Knowing contravention of a departure prohibition order renders a person liable potentially to 12 months imprisonment: TAA, s 14R. The Commissioner shall, upon application, revoke a departure prohibition order in certain circumstances but may otherwise exercise a discretion to revoke the order pursuant to TAA, s 14T, which relevantly provides as follows:
"Revocation and variation of departure prohibition orders
(1) Where a departure prohibition order is in force in respect of a person and:
(a) the tax liabilities to which the person is subject have been wholly discharged and the Commissioner is satisfied that it is likely that the tax liabilities to which the person may become subject in respect of, or arising out of, matters that have occurred will be:
(i) wholly discharged; or
(ii) completely irrecoverable; or
(b) the Commissioner is satisfied that the tax liabilities to which the person is subject are completely irrecoverable;
the Commissioner shall, on application being made to the Commissioner by the person to do so or on the Commissioner's own motion, revoke the departure prohibition order.

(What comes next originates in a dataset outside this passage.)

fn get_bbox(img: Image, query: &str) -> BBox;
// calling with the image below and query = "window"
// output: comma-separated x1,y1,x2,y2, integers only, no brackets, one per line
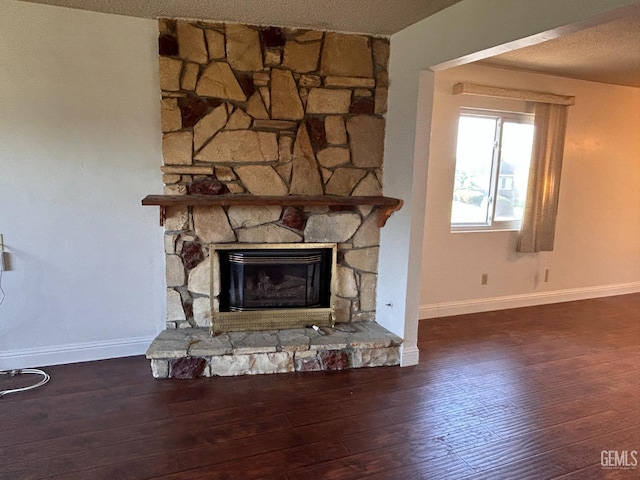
451,109,534,231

(2) Where a departure prohibition order is in force in respect of a person, the Commissioner may, in the Commissioner's discretion and on application being made to the Commissioner to do so or on the Commissioner's own motion, revoke or vary the departure prohibition order.
…"
The Commissioner may, upon application, by a person in respect of whom a departure prohibition order is in force, issue a certificate, known as a "departure authorisation certificate", authorising the person to depart from Australia for a foreign country. The Commissioner may only issue a departure authorisation certificate in limited circumstances. These are essentially: if the Commissioner is satisfied that the person will depart from Australia and return to Australia within such period as the Commissioner considers appropriate and upon such conditions including security as the Commissioner may impose, or if security is not available, on humanitarian grounds or on the basis that refusal to issue a departure authorisation certificate would be detrimental to the interests of Australia: TAA, s 14U.
On an appeal under TAA, s 14V a Court hearing the appeal may make an order setting aside the departure prohibition order or dismiss the appeal: TAA, s 14X. As Poletti and Pattenden explain, though termed an "appeal", an application under s 14V is a proceeding in the original jurisdiction of the Court.
Decisions of the Commissioner made under TAA, ss 14T or 14U are reviewable by the Administrative Review Tribunal by a process distinct from the appeal mechanism in s 14V for appeals from decisions under s 14S.